Collage Légende Urbaine 2021 |
Lors de mes pérégrinations, j’ai passé du temps à discuter avec quelqu’un, qui n’est pas un ami (après cette soirée ça se discute?), que je connais peu au final (si on met bout à bout le temps passé ensemble ou au téléphone) et avec qui j’ai des discussions profondes et intimes.
Je ne sais que peu de choses de lui, de son quotidien. Je connais le poste qu’il occupe et son bureau mais ni où il habite, ni à quoi ressemble son intérieur. J’oublie son âge qu’il me rappelle régulièrement. Je sais qu’il repasse ses chemises le dimanche après-midi et qu’il m’appelle parfois pour papoter. Ce n’est pas exactement la définition d’un copain qu’on connait bien.

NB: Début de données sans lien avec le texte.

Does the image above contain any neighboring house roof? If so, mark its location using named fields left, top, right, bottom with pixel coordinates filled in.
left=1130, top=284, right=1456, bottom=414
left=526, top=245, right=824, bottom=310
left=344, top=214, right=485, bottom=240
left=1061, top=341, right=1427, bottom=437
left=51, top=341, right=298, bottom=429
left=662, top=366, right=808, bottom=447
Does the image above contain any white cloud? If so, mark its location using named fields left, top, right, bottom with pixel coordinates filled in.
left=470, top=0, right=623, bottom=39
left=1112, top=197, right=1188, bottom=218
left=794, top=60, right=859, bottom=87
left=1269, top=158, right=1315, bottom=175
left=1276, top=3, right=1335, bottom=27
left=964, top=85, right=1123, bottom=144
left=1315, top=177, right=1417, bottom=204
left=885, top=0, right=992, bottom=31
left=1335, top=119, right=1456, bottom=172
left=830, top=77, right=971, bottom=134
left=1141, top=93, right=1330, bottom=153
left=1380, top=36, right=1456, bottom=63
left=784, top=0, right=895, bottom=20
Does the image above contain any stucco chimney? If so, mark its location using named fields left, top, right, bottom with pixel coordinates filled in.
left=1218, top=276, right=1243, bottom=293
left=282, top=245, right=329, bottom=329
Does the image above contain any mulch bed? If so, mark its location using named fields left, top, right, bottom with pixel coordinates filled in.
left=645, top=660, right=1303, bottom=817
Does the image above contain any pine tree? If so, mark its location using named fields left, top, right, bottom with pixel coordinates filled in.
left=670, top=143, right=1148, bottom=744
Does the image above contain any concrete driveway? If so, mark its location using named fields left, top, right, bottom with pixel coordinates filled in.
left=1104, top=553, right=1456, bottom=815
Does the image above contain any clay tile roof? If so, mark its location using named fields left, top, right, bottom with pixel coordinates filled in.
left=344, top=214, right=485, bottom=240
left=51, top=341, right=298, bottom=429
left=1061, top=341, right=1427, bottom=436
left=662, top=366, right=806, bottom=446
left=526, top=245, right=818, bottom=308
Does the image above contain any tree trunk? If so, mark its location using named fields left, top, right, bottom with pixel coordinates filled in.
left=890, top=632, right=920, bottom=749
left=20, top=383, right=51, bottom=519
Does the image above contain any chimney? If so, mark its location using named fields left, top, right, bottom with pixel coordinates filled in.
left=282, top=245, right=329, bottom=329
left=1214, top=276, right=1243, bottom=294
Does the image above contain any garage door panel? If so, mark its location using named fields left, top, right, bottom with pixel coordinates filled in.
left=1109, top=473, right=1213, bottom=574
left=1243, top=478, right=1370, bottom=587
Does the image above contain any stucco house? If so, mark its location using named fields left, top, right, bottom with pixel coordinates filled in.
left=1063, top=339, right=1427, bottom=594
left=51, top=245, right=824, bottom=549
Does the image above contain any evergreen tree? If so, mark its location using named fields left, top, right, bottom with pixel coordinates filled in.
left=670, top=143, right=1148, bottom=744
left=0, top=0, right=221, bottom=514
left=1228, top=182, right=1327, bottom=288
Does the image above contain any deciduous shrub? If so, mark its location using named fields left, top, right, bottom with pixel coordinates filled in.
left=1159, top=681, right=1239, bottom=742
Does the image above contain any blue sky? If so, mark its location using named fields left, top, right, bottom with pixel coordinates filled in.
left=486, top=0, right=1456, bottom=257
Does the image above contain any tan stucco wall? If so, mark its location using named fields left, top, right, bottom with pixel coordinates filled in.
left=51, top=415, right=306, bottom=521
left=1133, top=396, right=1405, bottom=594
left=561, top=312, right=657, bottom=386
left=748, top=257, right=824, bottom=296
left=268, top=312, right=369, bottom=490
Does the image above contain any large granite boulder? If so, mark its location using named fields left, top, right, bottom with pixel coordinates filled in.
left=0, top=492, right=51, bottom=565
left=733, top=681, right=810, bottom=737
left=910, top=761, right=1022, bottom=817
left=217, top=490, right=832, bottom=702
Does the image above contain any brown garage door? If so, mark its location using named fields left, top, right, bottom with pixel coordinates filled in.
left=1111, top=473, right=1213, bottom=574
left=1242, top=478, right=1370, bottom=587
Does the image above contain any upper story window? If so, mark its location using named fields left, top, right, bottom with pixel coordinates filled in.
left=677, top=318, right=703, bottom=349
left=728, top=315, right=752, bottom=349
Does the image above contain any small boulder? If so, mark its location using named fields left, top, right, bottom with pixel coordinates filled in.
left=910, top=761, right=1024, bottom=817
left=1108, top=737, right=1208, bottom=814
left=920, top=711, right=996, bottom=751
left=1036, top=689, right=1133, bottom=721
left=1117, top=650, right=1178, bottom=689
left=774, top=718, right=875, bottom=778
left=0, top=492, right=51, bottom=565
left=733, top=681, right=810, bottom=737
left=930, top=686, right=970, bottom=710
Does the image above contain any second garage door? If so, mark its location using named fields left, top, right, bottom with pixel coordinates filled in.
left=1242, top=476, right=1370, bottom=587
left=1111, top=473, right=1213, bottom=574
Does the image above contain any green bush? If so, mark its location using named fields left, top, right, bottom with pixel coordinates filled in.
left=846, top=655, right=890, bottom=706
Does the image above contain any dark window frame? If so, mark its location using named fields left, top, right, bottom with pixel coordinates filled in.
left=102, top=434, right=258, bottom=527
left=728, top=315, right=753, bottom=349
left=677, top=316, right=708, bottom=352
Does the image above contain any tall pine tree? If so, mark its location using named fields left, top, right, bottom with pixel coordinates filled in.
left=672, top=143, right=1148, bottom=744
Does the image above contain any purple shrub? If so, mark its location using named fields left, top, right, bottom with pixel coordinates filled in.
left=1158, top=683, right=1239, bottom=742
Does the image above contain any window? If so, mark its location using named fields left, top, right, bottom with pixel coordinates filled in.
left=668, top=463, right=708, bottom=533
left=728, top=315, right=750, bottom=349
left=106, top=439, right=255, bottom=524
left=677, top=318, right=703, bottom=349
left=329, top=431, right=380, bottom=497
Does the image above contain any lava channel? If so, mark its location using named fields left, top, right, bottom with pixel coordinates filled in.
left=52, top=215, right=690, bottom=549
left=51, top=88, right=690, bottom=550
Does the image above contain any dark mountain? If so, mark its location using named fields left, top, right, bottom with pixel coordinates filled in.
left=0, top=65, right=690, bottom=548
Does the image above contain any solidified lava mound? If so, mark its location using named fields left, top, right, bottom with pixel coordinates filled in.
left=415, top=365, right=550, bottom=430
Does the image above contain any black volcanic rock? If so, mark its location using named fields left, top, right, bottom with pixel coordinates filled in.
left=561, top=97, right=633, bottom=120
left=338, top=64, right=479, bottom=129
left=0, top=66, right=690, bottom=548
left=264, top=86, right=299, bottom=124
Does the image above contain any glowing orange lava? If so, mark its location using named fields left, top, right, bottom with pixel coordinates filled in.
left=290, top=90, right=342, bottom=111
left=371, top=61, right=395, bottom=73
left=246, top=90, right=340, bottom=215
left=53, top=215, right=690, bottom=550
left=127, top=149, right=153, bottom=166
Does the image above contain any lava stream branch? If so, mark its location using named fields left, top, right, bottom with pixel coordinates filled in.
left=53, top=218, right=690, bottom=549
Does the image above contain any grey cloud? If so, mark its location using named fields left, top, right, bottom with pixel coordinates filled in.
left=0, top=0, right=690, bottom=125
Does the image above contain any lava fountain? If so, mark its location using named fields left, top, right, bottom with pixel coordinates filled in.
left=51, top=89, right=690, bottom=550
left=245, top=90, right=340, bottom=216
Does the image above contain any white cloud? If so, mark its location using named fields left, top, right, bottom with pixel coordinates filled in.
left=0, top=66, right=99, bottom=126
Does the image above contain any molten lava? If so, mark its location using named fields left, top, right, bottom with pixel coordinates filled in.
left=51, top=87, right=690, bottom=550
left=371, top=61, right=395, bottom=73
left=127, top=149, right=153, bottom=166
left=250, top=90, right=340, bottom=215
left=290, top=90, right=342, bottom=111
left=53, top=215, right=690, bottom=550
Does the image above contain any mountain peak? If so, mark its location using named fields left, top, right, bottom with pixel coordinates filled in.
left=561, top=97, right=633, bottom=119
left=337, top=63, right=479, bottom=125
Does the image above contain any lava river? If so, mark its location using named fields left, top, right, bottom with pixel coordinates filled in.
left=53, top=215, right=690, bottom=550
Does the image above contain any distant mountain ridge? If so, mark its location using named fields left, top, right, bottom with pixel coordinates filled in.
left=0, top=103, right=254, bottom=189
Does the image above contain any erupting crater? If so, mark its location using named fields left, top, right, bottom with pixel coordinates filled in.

Il m’appelle parfois le matin sur son trajet à pied pour aller au boulot juste pour parler, ou le soir quand il rentre, ou quand il pédale sur des routes éloignées pendant ses congés pour me montrer un paysage qui lui plait. Au final, je crois que c’est exactement ce qu’on fait avec un ami, on partage des moments et on l’appelle quand on a envie de lui parler.
On ne parle jamais de la pluie et du beau temps, ou de l’actualité. On parle de nos vies, lui plus que moi. De l’existence, de sensations, de sentiments, des relations qu’on a avec d’autres, de la nôtre. C’est beaucoup lui qui parle, moi qui réagis, et partage de temps en temps mon vécu, mes 15 ans de plus. Il me dit « tu partages ce que tu veux », et j’entends qu’il prend ce que je veux bien donner, et que dans la relation ce que je donne est un cadeau.
On rit, il pleure parfois, est ému souvent.
Et il me disait l’autre jour qu’il a été seul jusqu’à ses trente ans, voire un peu plus.
Seul.
Totalement seul.
Pas de relations amoureuses ni avec des filles ni aves des garçons.
Et peu de relations amicales, surtout pas avec des garçons.
Il raconte que jamais il ne s’est senti en connivence. Les garçons trop lourds, pas du tout les mêmes références, ni les mêmes valeurs. Jouer les gros bras ne l’intéressait pas, ni se moquer des filles, ni faire semblant.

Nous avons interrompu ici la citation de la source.